Study & Opinion: Frühdiagnose der Zirrhose mit einfachen Mitteln möglich
- Dr. Nicola Siegmund-Schultze
- Studien – kurz & knapp
Kernbotschaften
Die Zahl der Hospitalisierungen mit Leberzirrhose hat sich zwischen 2005 und 2018 in Deutschland erhöht. Zugleich ist die Krankenhausmortalität bei Leberzirrhose mit 10 % die höchste Rate stationärer Sterblichkeit unter allen chronischen Krankheiten (1).
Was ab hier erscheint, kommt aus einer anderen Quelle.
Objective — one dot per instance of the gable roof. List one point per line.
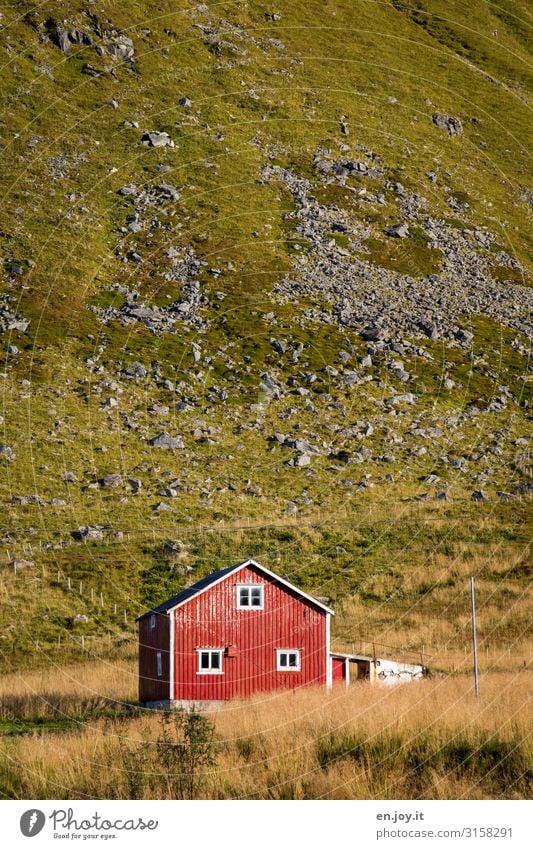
(215, 578)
Tests auf die Leberfunktionsparameter Aspartat- und Alanin-Aminotransferase (AST, ALT) geben Hinweise darauf, ob eine Leberzirrhose vorliegen könnte und eine Abklärung über einen Facharzt sinnvoll ist. Die Integration dieser beiden Laborparameter in den regulären Gesundheits-Check-up ab 35 Jahren erhöht die Chance, eine „stumme“ Zirrhose zu erkennen, um 60 % (2).
Hintergrund
Die Zirrhose, bei der funktionsfähiges Lebergewebe untergeht und vernarbt, ist das gemeinsame Endstadium der meisten chronischen Lebererkrankungen und die vierthäufigste Todesursache in Mitteleuropa. Zum epidemiologischen Profil der Zirrhose in Deutschland war bislang wenig bekannt. Diese Fragestellung hat ein Forscherteam unter Federführung der Universität Frankfurt bearbeitet (1).
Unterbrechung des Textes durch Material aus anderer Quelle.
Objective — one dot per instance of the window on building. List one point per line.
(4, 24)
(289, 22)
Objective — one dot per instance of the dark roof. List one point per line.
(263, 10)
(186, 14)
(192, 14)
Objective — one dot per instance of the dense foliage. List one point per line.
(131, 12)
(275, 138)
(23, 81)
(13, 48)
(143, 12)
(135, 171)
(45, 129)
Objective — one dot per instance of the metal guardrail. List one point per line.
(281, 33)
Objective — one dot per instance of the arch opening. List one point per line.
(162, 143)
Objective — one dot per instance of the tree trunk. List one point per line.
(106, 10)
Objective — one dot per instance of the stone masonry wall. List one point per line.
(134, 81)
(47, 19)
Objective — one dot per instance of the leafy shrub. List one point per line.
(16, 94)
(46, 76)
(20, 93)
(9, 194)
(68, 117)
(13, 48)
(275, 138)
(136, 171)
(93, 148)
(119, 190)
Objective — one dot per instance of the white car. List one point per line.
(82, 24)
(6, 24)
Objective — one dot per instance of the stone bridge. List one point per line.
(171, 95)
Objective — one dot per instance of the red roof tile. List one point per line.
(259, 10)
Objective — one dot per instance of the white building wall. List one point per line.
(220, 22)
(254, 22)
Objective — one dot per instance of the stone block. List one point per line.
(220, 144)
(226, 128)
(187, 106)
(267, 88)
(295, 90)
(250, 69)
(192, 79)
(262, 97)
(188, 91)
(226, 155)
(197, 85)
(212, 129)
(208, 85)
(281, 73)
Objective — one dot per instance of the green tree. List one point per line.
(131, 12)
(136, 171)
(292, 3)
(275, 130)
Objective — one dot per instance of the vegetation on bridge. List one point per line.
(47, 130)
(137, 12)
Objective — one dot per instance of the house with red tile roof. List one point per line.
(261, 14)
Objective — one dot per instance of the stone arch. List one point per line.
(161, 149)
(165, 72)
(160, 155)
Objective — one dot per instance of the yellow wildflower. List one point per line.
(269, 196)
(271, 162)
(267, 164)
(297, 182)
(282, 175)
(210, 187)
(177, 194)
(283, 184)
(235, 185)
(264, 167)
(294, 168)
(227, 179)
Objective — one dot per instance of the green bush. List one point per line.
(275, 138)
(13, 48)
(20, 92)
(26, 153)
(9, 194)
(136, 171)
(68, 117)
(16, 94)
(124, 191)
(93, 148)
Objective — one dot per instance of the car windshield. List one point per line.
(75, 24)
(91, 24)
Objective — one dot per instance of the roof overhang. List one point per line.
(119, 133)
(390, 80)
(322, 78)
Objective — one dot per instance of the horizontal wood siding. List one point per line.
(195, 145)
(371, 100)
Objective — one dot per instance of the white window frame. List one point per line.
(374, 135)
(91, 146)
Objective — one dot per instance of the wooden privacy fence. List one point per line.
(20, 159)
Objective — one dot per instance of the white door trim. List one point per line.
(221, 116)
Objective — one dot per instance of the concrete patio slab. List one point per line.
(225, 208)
Dass eine asymptomatische Leberzirrhose grundsätzlich reversibel ist, belegt die erfolgreiche Therapie Hepatitis-induzierter Zirrhosen. Ziel der Früherkennung einer kompensierten Zirrhose ist, die Weiterentwicklung in eine dekompensierte Zirrhose zu verhindern. Eine Arbeitsgruppe an der Universitätsmedizin Mainz hat ein einfaches und kosteneffektives Vorgehen zur Prävention im Rahmen des Gesundheits-Check-ups 35 validiert (2).
Design
- epidemiologische Untersuchung auf Basis der Datensätze des Statistischen Bundesamtes, die circa 250 Millionen stationärer Aufnahmen jeglicher Ursache in Deutschland aus den Jahren 2005 bis 2018 dokumentieren (1)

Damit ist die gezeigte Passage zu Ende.